Henyan Nickole N, Riche Daniel M, East Honey E, Gann Pamela N
School of Pharmacy, University of Mississippi, Jackson, MS, USA.
Ann Pharmacother. 2007 Dec;41(12):1937-45. doi: 10.1345/aph.1K280. Epub 2007 Nov 6.
Evidence from randomized, controlled trials suggests that reduction of low-density lipoprotein cholesterol with hydroxymethylglutaryl coenzyme A reductase inhibitor (statin) therapy in patients at high risk for cardiovascular disease reduces the incidence of ischemic stroke; however, data from large epidemiologic observational studies suggest an inverse relationship between risk of hemorrhagic stroke and cholesterol levels.
To perform a meta-analysis of randomized controlled trials to assess the effect of statin therapy on all cerebrovascular events (CVEs), ischemic stroke, and hemorrhagic stroke.
A systematic literature search of MEDLINE, EMBASE, Cumulative Index to Nursing & Allied Health Literature, and Web of Science citations from June 1975 through September 2006 was performed to identify randomized controlled trials of statin therapy. Trials were included if they met the following criteria: (1) controlled clinical trials of statin therapy versus placebo, (2) well-described protocol, and (3) data reported on incidence of all CVEs, ischemic stroke, or hemorrhagic stroke. All data were independently extracted by 3 investigators.

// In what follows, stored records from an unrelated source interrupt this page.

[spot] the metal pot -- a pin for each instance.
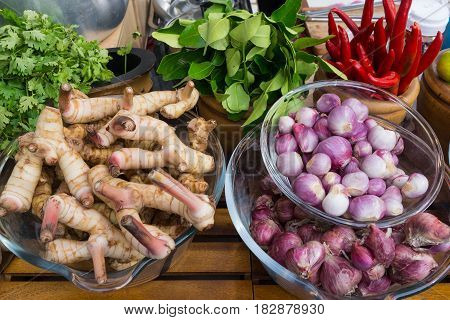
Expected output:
(96, 18)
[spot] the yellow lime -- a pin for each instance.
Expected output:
(443, 67)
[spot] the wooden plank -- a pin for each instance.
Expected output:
(154, 290)
(440, 291)
(223, 225)
(201, 257)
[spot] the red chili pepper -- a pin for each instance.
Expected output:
(359, 72)
(347, 20)
(333, 50)
(362, 37)
(346, 52)
(431, 53)
(332, 29)
(380, 51)
(388, 81)
(398, 31)
(409, 53)
(364, 59)
(367, 14)
(386, 65)
(390, 12)
(412, 73)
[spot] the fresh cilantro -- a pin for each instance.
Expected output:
(36, 57)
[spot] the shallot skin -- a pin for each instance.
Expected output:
(424, 229)
(410, 266)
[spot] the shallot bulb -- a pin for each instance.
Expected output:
(290, 164)
(319, 164)
(382, 139)
(362, 148)
(306, 138)
(285, 143)
(381, 245)
(336, 202)
(307, 116)
(285, 124)
(338, 239)
(360, 109)
(284, 209)
(328, 102)
(338, 276)
(410, 266)
(393, 207)
(399, 147)
(425, 229)
(262, 214)
(416, 186)
(374, 287)
(321, 128)
(342, 121)
(356, 183)
(375, 273)
(309, 232)
(361, 257)
(352, 166)
(377, 187)
(305, 260)
(338, 149)
(374, 166)
(281, 245)
(330, 179)
(263, 201)
(392, 192)
(264, 231)
(370, 123)
(367, 208)
(359, 133)
(309, 188)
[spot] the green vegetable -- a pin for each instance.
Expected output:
(245, 60)
(36, 57)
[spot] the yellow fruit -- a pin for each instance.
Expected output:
(443, 67)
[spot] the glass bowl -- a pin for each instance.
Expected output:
(245, 171)
(422, 153)
(19, 232)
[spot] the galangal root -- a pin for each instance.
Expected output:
(171, 104)
(167, 194)
(104, 240)
(174, 152)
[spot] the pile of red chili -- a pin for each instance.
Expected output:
(385, 56)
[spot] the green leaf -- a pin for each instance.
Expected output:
(307, 42)
(246, 29)
(176, 65)
(287, 13)
(259, 106)
(215, 29)
(253, 52)
(262, 37)
(233, 58)
(238, 100)
(190, 37)
(199, 71)
(170, 39)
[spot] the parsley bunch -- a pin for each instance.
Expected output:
(37, 55)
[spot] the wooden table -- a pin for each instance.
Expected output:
(217, 265)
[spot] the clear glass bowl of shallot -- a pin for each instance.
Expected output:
(247, 182)
(19, 232)
(329, 147)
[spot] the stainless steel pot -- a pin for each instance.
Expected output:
(96, 18)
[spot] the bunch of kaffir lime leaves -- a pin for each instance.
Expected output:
(37, 55)
(245, 60)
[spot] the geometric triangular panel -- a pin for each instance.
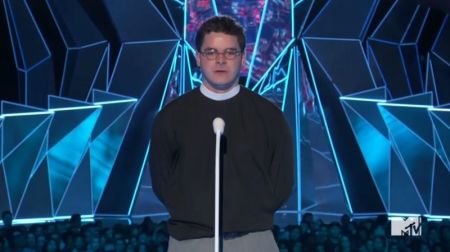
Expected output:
(375, 148)
(441, 195)
(77, 198)
(65, 156)
(403, 195)
(36, 200)
(19, 164)
(103, 152)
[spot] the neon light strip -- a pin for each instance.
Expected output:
(75, 108)
(115, 102)
(3, 116)
(346, 98)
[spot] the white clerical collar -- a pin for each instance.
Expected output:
(220, 96)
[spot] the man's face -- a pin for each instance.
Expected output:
(220, 70)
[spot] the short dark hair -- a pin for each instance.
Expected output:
(224, 24)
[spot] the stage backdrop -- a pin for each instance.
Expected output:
(364, 85)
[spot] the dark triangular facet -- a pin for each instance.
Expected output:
(36, 201)
(77, 198)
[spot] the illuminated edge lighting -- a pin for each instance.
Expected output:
(150, 215)
(347, 98)
(439, 109)
(115, 102)
(255, 48)
(138, 183)
(298, 121)
(75, 108)
(119, 117)
(174, 62)
(216, 11)
(84, 218)
(348, 108)
(11, 36)
(97, 72)
(275, 62)
(185, 18)
(287, 81)
(149, 41)
(3, 116)
(386, 104)
(292, 20)
(344, 187)
(430, 217)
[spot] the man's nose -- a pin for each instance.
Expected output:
(220, 58)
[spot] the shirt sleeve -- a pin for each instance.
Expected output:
(282, 163)
(162, 154)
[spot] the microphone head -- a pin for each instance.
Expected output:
(218, 125)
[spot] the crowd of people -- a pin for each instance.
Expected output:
(311, 235)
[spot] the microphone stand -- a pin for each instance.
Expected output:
(218, 125)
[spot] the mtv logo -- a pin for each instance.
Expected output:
(406, 226)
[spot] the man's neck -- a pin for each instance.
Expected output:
(220, 96)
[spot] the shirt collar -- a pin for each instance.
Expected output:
(220, 96)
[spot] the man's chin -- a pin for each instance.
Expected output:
(221, 87)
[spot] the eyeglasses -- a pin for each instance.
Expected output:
(229, 54)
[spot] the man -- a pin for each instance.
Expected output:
(258, 170)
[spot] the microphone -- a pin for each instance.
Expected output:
(218, 125)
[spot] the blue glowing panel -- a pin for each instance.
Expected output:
(440, 72)
(273, 85)
(348, 19)
(374, 145)
(148, 202)
(19, 162)
(198, 11)
(409, 116)
(66, 151)
(36, 201)
(441, 123)
(344, 62)
(78, 196)
(411, 61)
(274, 34)
(441, 197)
(124, 181)
(302, 11)
(440, 47)
(176, 12)
(354, 176)
(403, 195)
(416, 154)
(374, 68)
(19, 129)
(128, 18)
(391, 65)
(81, 69)
(101, 78)
(32, 56)
(4, 199)
(38, 83)
(31, 45)
(396, 22)
(137, 66)
(74, 25)
(106, 143)
(290, 100)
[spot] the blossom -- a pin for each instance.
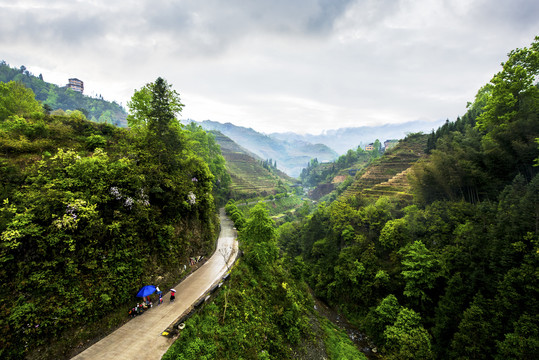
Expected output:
(115, 192)
(128, 203)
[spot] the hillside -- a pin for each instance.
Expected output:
(387, 176)
(249, 177)
(343, 139)
(440, 261)
(90, 213)
(291, 156)
(61, 98)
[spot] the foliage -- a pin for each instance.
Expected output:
(259, 314)
(16, 99)
(89, 213)
(54, 97)
(454, 274)
(338, 345)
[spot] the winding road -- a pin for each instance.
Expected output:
(141, 338)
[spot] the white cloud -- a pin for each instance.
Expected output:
(276, 65)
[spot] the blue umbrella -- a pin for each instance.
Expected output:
(146, 291)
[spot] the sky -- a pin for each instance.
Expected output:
(276, 65)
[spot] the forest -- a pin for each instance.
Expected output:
(90, 212)
(453, 273)
(60, 99)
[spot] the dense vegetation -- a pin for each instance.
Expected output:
(90, 212)
(249, 176)
(263, 312)
(58, 99)
(454, 274)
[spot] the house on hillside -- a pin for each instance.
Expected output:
(388, 144)
(76, 85)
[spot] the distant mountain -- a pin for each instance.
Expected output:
(341, 140)
(249, 177)
(60, 97)
(291, 155)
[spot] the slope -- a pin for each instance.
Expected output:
(291, 156)
(56, 97)
(387, 175)
(249, 178)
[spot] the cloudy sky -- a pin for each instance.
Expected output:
(276, 65)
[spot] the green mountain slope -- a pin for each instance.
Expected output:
(56, 97)
(249, 176)
(291, 156)
(88, 214)
(387, 175)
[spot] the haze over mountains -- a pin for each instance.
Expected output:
(293, 151)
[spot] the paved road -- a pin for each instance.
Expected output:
(141, 338)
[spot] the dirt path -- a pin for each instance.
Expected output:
(141, 338)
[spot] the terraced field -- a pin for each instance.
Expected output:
(387, 176)
(249, 177)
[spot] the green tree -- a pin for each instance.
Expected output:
(16, 99)
(420, 271)
(258, 238)
(152, 101)
(407, 338)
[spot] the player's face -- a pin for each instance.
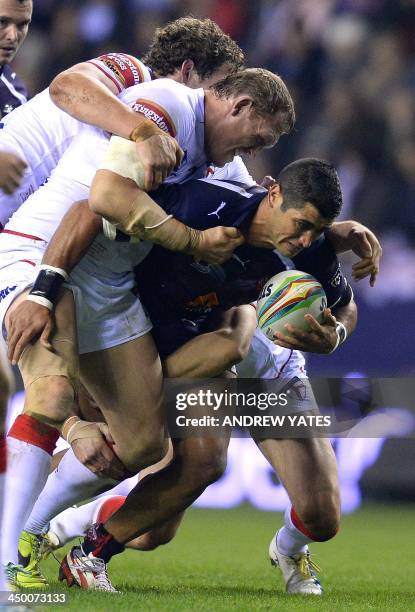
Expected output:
(14, 23)
(295, 229)
(243, 133)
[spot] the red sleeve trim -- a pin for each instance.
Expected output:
(28, 429)
(22, 235)
(113, 79)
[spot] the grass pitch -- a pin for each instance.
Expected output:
(218, 561)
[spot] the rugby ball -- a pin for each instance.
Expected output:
(286, 298)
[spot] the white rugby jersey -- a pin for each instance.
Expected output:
(39, 132)
(175, 108)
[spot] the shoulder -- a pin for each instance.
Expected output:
(123, 69)
(169, 104)
(234, 171)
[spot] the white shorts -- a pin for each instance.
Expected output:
(268, 360)
(107, 314)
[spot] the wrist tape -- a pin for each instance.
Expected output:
(76, 429)
(144, 130)
(45, 290)
(121, 158)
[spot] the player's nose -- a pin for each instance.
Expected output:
(12, 33)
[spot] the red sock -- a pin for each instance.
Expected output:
(3, 454)
(31, 430)
(109, 507)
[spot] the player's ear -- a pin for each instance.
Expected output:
(275, 195)
(186, 70)
(240, 104)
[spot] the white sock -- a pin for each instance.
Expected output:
(3, 584)
(74, 522)
(27, 471)
(124, 487)
(69, 484)
(290, 540)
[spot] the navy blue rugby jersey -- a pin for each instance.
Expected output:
(13, 93)
(173, 285)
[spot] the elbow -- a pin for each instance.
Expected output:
(60, 87)
(97, 203)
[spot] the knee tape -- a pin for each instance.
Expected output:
(121, 158)
(37, 361)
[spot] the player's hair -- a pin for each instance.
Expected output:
(267, 90)
(311, 180)
(200, 40)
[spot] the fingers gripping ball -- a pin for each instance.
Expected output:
(286, 298)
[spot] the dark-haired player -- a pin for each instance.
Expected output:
(15, 16)
(290, 217)
(190, 51)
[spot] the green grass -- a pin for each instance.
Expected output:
(218, 561)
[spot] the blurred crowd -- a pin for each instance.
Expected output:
(350, 65)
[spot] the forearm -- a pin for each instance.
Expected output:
(87, 99)
(74, 235)
(339, 235)
(134, 212)
(347, 315)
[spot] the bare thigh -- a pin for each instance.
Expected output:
(126, 382)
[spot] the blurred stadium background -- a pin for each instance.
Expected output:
(350, 65)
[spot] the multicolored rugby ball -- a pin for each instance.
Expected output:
(286, 298)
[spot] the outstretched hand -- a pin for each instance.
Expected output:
(321, 338)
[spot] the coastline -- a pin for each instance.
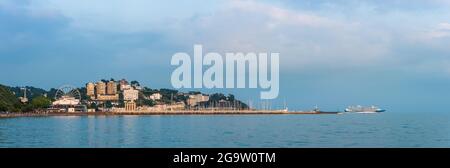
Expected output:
(49, 114)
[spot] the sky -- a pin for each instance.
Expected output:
(333, 53)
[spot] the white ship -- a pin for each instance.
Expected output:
(362, 109)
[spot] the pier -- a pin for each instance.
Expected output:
(179, 112)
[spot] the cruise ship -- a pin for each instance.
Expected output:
(362, 109)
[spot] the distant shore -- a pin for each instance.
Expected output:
(48, 114)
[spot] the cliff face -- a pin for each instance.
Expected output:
(8, 101)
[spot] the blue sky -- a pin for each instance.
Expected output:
(333, 53)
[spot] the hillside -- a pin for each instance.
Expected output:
(8, 101)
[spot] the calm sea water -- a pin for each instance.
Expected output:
(350, 130)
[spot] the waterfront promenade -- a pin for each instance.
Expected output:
(179, 112)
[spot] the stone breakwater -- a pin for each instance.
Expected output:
(48, 114)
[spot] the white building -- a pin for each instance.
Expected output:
(130, 94)
(66, 101)
(156, 96)
(198, 98)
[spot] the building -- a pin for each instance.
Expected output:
(125, 87)
(130, 106)
(108, 97)
(155, 96)
(130, 94)
(100, 88)
(196, 99)
(71, 101)
(111, 88)
(123, 84)
(90, 89)
(67, 104)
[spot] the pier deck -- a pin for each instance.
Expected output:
(232, 112)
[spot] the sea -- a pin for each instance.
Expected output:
(389, 129)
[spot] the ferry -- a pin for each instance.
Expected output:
(362, 109)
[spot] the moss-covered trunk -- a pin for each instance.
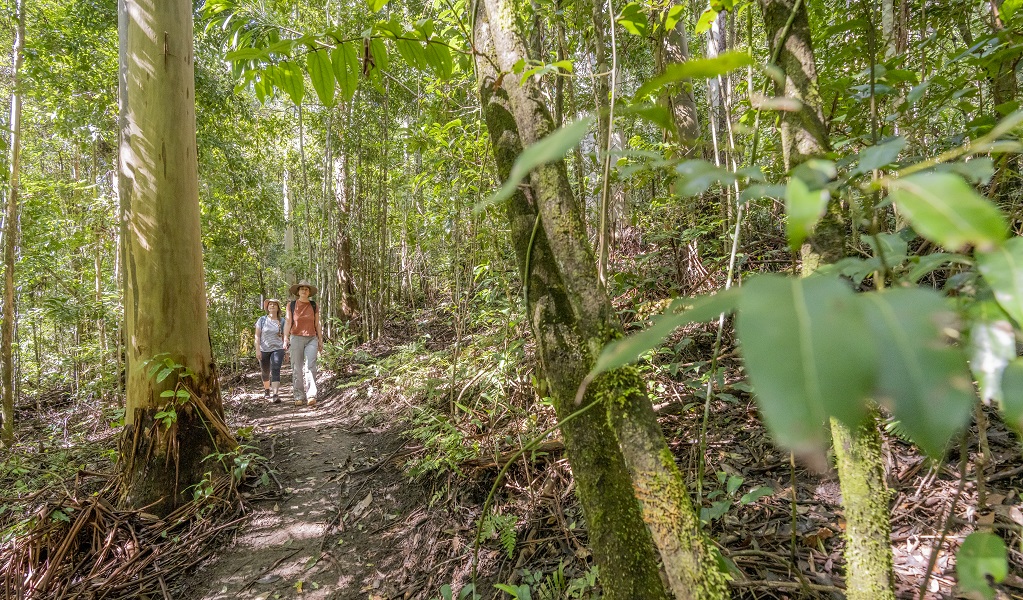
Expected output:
(864, 500)
(621, 453)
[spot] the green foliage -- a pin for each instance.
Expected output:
(500, 527)
(982, 556)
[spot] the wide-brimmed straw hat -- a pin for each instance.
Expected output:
(295, 288)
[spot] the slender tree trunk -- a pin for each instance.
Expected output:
(572, 318)
(803, 133)
(10, 234)
(672, 46)
(165, 293)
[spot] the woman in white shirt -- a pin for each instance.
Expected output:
(270, 348)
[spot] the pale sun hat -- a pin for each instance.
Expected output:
(294, 290)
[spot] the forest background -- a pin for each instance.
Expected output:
(352, 146)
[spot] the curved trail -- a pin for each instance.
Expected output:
(337, 529)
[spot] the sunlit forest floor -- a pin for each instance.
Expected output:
(377, 492)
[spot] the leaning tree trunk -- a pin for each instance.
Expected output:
(857, 454)
(168, 339)
(10, 234)
(572, 319)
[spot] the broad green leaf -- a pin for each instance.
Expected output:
(321, 74)
(992, 347)
(439, 58)
(621, 352)
(1003, 269)
(945, 210)
(697, 176)
(411, 51)
(982, 554)
(923, 379)
(695, 68)
(345, 60)
(553, 147)
(803, 209)
(633, 19)
(292, 80)
(706, 19)
(808, 356)
(880, 155)
(1012, 395)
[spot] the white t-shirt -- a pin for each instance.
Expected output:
(270, 333)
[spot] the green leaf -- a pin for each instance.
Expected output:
(1012, 395)
(754, 495)
(945, 210)
(992, 347)
(551, 148)
(981, 555)
(923, 380)
(1003, 269)
(164, 374)
(345, 61)
(695, 68)
(292, 80)
(439, 57)
(627, 350)
(320, 73)
(633, 19)
(379, 51)
(803, 209)
(706, 19)
(807, 354)
(880, 155)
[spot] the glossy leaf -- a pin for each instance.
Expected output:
(982, 555)
(553, 147)
(321, 75)
(945, 210)
(345, 61)
(1003, 269)
(439, 57)
(807, 354)
(803, 209)
(923, 379)
(628, 350)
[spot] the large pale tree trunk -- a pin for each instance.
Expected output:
(10, 234)
(165, 294)
(625, 472)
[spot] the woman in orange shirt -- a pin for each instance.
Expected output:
(304, 334)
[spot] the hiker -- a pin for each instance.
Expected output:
(304, 334)
(270, 347)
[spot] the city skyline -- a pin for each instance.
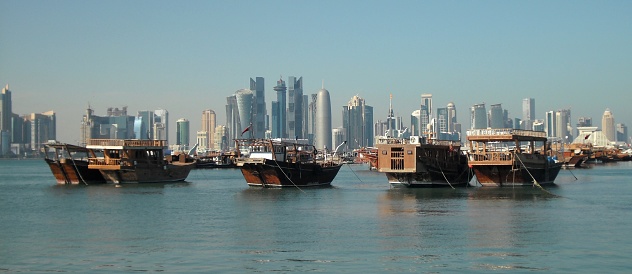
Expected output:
(127, 54)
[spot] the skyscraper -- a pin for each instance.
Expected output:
(414, 122)
(6, 109)
(442, 120)
(161, 125)
(311, 118)
(496, 116)
(562, 123)
(451, 117)
(182, 133)
(323, 134)
(232, 120)
(607, 125)
(358, 122)
(426, 100)
(244, 106)
(478, 116)
(143, 125)
(208, 126)
(622, 133)
(259, 111)
(528, 113)
(550, 124)
(279, 111)
(295, 108)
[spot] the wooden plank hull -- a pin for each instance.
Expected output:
(508, 175)
(423, 165)
(149, 173)
(271, 173)
(77, 172)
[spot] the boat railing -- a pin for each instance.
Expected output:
(104, 162)
(491, 157)
(505, 131)
(127, 142)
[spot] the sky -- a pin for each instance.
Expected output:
(188, 56)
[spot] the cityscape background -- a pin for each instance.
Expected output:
(66, 56)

Weighted averages are reported as relative risk with 95% confidence intervals. A total of 26 trials (N = 100,560) reported incidence on all CVEs. Six trials (n = 37,292) reported incidence of ischemic stroke and 9 trials (n = 57,895) were included in the hemorrhagic stroke analysis. Statin therapy significantly reduced the risk of all CVEs (RR 0.83; 95% CI 0.76 to 0.91) and the risk of ischemic stroke (RR 0.79; 95% CI 0.63 to 0.99). Statin therapy did not significantly reduce risk of hemorrhagic stroke (RR 1.11; 95% CI 0.77 to 1.60).
Statin therapy significantly reduces risk of developing all CVEs and ischemic stroke; however, it is associated with a nonsignificant increase in risk of hemorrhagic stroke.
随机对照试验的证据表明,在心血管疾病高危患者中,使用羟甲基戊二酰辅酶A还原酶抑制剂(他汀类药物)治疗降低低密度脂蛋白胆固醇可降低缺血性卒中的发生率;然而,大型流行病学观察性研究的数据表明,出血性卒中风险与胆固醇水平呈负相关。
对随机对照试验进行荟萃分析,以评估他汀类药物治疗对所有脑血管事件(CVE)、缺血性卒中和出血性卒中的影响。
对1975年6月至2006年9月期间MEDLINE、EMBASE、护理学与健康相关文献累积索引以及科学引文索引中的文献进行系统检索,以确定他汀类药物治疗的随机对照试验。符合以下标准的试验纳入研究:(1)他汀类药物治疗与安慰剂对照的临床试验;(2)方案描述充分;(3)报告了所有CVE、缺血性卒中或出血性卒中发生率的数据。所有数据由3名研究人员独立提取。
加权平均值以相对风险及95%置信区间表示。共有26项试验(N = 100,560)报告了所有CVE的发生率。6项试验(n = 37,292)报告了缺血性卒中的发生率,9项试验(n = 57,895)纳入了出血性卒中分析。他汀类药物治疗显著降低了所有CVE的风险(RR 0.83;95% CI 0.76至0.91)以及缺血性卒中的风险(RR 0.79;95% CI 0.63至0.99)。他汀类药物治疗未显著降低出血性卒中的风险(RR 1.11;95% CI 0.77至1.60)。
他汀类药物治疗显著降低了发生所有CVE和缺血性卒中的风险;然而,它与出血性卒中风险的非显著增加相关。